Firmographics/Segments

Figure 2: Performance Data Module

While not all dimensions are required, having additional dimensions will provide a more accurate analysis of model performance. If available, analysis should be based on the score of accounts when it was worked. Else, scoring accounts at the time of analysis could lead to less accurate results due to changes in score.

Only accounts that was not used in the customer dataset for model creation should be considered for the analysis. Since there can be multiple contacts and opportunities from one account, there can be several ways to consider them in calculations for analysis. We recommend for the purpose of analysis, to consider an account as worked if at least one contact is worked. In other words, analysis should be done on the account level and not at the contact or lead level.

Analysis

To start, consider the use case for which the model was built for. The calculations for the various use cases will be the same but the exact metric and criteria will differ based on the model use case. If the model was built for prospect to close won, then the focus will be on the number of the conversions from prospect to close won by rank. Similarly, if the model was built for prospect to MQL, then the metrics to consider will be the conversion by rank of accounts from prospects to MQL.
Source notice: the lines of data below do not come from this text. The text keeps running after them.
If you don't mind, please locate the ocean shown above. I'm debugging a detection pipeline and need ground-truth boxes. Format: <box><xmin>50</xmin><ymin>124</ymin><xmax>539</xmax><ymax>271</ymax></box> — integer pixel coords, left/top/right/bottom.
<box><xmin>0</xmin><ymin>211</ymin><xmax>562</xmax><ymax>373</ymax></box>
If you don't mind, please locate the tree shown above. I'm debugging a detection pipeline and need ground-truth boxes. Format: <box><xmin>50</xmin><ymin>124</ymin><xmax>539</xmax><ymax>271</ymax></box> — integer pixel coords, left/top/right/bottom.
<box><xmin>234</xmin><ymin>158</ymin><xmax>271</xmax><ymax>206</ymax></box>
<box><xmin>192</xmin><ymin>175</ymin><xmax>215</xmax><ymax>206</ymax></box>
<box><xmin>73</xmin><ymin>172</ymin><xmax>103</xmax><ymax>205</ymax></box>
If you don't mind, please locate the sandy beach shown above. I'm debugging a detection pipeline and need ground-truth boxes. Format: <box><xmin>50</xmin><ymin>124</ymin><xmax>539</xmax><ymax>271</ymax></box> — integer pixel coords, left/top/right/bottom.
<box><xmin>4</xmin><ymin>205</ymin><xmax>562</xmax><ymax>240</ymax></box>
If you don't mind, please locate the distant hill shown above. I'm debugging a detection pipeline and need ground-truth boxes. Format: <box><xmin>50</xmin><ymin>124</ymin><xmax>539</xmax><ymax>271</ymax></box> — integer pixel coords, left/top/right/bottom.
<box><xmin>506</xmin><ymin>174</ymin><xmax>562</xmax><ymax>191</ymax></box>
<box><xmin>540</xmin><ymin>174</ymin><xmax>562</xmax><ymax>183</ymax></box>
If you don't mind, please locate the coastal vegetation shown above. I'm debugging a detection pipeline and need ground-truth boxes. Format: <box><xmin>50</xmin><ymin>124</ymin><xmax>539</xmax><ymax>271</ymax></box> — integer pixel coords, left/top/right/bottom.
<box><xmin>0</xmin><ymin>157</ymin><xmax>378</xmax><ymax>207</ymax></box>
Keep in mind the if the accounts have been acted on based on prioritization, you would expect to see higher rank accounts to outperformed lower ranked ones. This is due to more time and efforts are put into opportunities and contacts from high ranked accounts. Nevertheless, the analysis can still provide valuable insights into the general trends and performance of the model.

Taking the example of propensity to convert to close won. The goal is to produce a table similar to one below:

Figure 3: Performance Results - Conversion

Figure 4: Performance Results - ARR and Velocity

Analysis – Metrics

The tables above show conversion rate by rank for prospect accounts to close won.

Closed Won – the total number of unique won accounts
All Accounts – the total of unique accounts scored for each rank
Conversion – the percentage of the accounts that closed for each rank
- Conversion = ( Closed-Won / All Accounts )
Lift – conversion of a given rank against overall conversion
- Lift = ( Conversion for given Rank / Overall Conversion Rate )
ARR – average deal size or other metric that show value of account

If a model is performing well, we should expect to see higher ranked or scored accounts to have higher conversion rate. And often we would expect to see higher ranked accounts to have perform better in terms of velocity and ARR even though that was not the main use case of the model. If possible, compare the metrics before and after the model was built to see if higher ranked accounts perform better than previous baselines. Previous baselines can be conversions on the overall conversion for sales. If pre-model baseline is not available, this would be a good time to start tracking model performance to be used for comparison in the future.

Though the example shows metrics by rank, if the default rank cutoff has been changed, it might make more sense to conduct the analysis by score instead. Grouping the scores into equal bins, e.g. 91 - 100, 81 - 90, etc., can provide a more accurate analysis while using rank can mean an easier setup.

Even if there are not quite enough close won accounts for the analysis, review of performance earlier in the sales funnel should reflect similar trends. Looking at prospects to MQL or late stage opportunities should still show higher ranked accounts with better conversion. This can make sense for offerings with longer sales cycles. Evaluating the model’s performance early on will allow time to make any adjustment as needed.

If the analysis shows the model is performing as expected, you can still consider Refreshing the model to ensure it is current. Otherwise, if performance is flat, or lower ranked accounts are outperforming other accounts, review both the model and the accounts to see if there are adjustments that needs to be made when creating a new model.

One thing to keep in mind is that there could be factors that impact the performance that are not related to the model itself. For instance, for a propensity to close model, if late-stage accounts other than prospects were scored, that would impact the scores and the implementation of the model.